To maintain Putin’s fleet of VIP aircraft, the Russians need a very specific part: the system that manages all the on-board electronics from the cockpit. From cabin lighting to the on-board transmission and communications network, not forgetting the controls for individual seats or screens.

This cutting-edge connector technology, which the Russians are not able to produce at home, is crucial. After Putin’s troops launched a full-scale invasion of Ukraine and the West responded with sanctions, Moscow lost the possibility of importing these parts in an open and legal way.

PGA supplies electronics for Russian aircraft – Le Parisien

To equip and maintain VIP aircraft used by the Kremlin political and military leadership and oligarchs, the Russian aviation authorities needed products from the French company based in Châteauroux.

The PGA firm, specialized in avionics, a French subsidiary of the American Astronics group, headquartered in New York State, is based on the vast airfield that once housed a NATO base. This high-tech enterprise, which employs roughly two hundred people, has long been doing a large share of its business with Russia.

According to revelations made to Le Parisien by a former PGA executive navigating between France and Russia, PGA’s Russian business continued despite international sanctions that hit the aviation industry, starting with Moscow’s illegal annexation of Crimea in 2014 and strengthening since Russia started an all-out war against Ukraine in February 2022.

Since then, according to the publication’s source, the company has received between 4 and 5 million euros in Russian money, corresponding to the equipping of seven aircraft. Each contract is worth between 300,000 and 1.5 million euros.

Deliveries through Armenia and payments via Dubai

Russia managed to import French parts despite a strict embargo, particularly for supplies linked to Russia’s defense industry and political and military leadership. Le Parisien’s whistleblower revealed the scheme to circumvent sanctions.

According to the source, PGA is no longer able to send its teams to Russia and has had to send its kits, in large trunks filled with cameras, cables, and electronics, to a company (ETS) with a workshop on an old Soviet base near Yerevan, the capital of Armenia. There, the specialists in Châteauroux would directly equip the Russian aircraft.

The whistleblower guarantees the shipment of the containers from Yerevan, which serves as a simple mailbox, to Moscow. The aircraft assembly work would take place at a military airport on the outskirts of the Russian capital.

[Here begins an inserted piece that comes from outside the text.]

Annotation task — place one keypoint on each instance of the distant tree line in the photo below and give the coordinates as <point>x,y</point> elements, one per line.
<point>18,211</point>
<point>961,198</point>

Moscow reportedly ordered 1 million euros worth of electronic equipment in December 2023 to ensure the maintenance of the Putin air fleet. Le Figaro’s source, the former executive, who remains well-informed due to his networks in the small world of civil and military high-tech aeronautics, expects all deliveries in 2024.

To get around Western sanctions, a French executive from the Châteauroux-based firm expatriated to Moscow and set up his own small team in the Russian capital from 2016 on. PGA had to go through Dubai (United Arab Emirates), resulting in an opaque payment scheme for French-made electronics deliveries to Moscow.

How to keep EU-made dual-use technology out of Russia’s hands

Adding corporate responsibility to European technology manufacturers could help prevent their goods from reaching the Russian regime and being used in their military production to fuel their war against Ukraine, experts say.

Companies that produce items that can be used for military purpose have to adhere to high corporate responsibility. Especially if it has already been revealed that their technology and parts have already been purchased by sham firms supplying Putin’s belligerent regime, which is waging an aggressive war in Ukraine, killing thousands of innocent civilians.

European governments have a duty to prevent the supply of their countries’ products to criminal regimes. The likelihood of evading sanctions decreased with the implementation of the most recent sanctions packages in December 2023 and February 2024. However, it’s still insufficient.

Companies that provide Russians with goods that could be used for military purposes ought to be held accountable. Sanctions should be more strictly enforced, and modern technology and machinery sales should be subject to inspection.

The absence of sanctions enforcement will significantly reduce the effectiveness of the West’s military assistance to Ukraine. Furthermore, continuing Russia’s weapons production will push the conflict closer to EU borders and incite further action from the Kremlin, perhaps against NATO and European nations.

Russian missiles built with the aid of European technologies have the ability to target cities within the European Union if Russia launches a war against European nations, amid reports that the Kremlin has been planning for it.